Dieser Satz von ihr und vor allem sein Zusatz in der „Was nun?“-Sendung des ZDF werden in den Kanon der historischen Sätze aus ihrem Munde eingehen. Wenn man Hinweise aus vertraulicheren Runden mit ihr Glauben schenken darf, dann ist sie zu der Auffassung gelangt, dass sie das auch physisch nicht mehr schaffe und sich das nicht mehr zumuten wolle. Vor Jahren sagte sie selbst einmal, sie wolle das Amt nicht als „Wrack“ verlassen. An diese Aussage wurde zuletzt erinnert, als sie mit seltsamen Zitteranfällen bei Zeremonien im Stehen auffiel. 

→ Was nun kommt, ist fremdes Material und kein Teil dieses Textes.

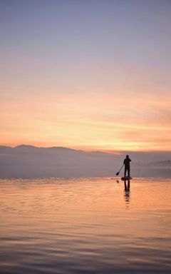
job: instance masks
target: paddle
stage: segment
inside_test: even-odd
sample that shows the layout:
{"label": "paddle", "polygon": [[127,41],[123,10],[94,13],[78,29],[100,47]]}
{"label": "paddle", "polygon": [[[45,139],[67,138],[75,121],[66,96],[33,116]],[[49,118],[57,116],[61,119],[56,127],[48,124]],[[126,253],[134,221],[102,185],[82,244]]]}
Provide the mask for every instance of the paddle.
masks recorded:
{"label": "paddle", "polygon": [[120,173],[120,171],[121,171],[121,169],[123,168],[123,166],[124,166],[124,164],[121,166],[121,168],[120,168],[119,171],[117,172],[117,173],[116,173],[116,176],[118,176],[119,173]]}

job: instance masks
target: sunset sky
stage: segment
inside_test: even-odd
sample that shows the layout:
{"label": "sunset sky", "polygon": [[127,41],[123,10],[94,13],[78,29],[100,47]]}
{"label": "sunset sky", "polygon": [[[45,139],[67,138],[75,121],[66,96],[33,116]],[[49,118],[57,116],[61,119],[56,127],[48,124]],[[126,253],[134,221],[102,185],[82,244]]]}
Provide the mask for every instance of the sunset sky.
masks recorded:
{"label": "sunset sky", "polygon": [[0,0],[0,144],[171,151],[171,1]]}

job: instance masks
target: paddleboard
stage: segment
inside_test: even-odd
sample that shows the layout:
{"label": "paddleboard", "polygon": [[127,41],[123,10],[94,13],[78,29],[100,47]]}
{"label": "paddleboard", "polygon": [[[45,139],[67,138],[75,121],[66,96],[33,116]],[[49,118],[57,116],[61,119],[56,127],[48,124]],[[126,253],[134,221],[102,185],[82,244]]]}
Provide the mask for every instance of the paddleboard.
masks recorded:
{"label": "paddleboard", "polygon": [[132,177],[128,177],[128,176],[126,176],[126,177],[122,177],[122,178],[121,178],[121,180],[123,180],[123,181],[131,180],[131,179],[133,179]]}

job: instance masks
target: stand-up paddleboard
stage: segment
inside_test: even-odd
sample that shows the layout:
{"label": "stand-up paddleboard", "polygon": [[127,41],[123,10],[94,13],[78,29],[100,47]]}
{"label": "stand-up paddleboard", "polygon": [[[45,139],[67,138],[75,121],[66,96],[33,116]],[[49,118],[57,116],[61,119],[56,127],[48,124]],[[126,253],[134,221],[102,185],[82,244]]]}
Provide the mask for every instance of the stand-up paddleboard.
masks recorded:
{"label": "stand-up paddleboard", "polygon": [[121,180],[123,180],[123,181],[131,180],[131,179],[133,179],[133,178],[132,178],[132,177],[128,177],[128,176],[126,176],[126,177],[122,177],[122,178],[121,178]]}

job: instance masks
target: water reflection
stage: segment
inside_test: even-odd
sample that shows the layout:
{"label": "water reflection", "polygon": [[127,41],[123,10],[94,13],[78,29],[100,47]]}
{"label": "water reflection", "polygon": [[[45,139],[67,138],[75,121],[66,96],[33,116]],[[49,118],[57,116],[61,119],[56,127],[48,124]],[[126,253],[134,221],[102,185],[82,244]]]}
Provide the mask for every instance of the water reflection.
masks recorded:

Davon ist nichts mehr zu sehen. Im Gegenteil. Sie macht den Eindruck, als habe ihr die Bewältigung der Corona-Pandemie und der wirtschaftlichen Folgen eine dritte Luft gegeben. Umso respektabler die Erkenntnis, es dennoch gut sein zu lassen. Dazu gehört die eiserne Willensstärke, den eigenen Machttrieb zu überwinden, mit dem alle Spitzenpolitiker in solchen Ausnahmepositionen ausgestattet sind. Das hat, auch wenn das manche nicht gerne hören, wirkliche Größe.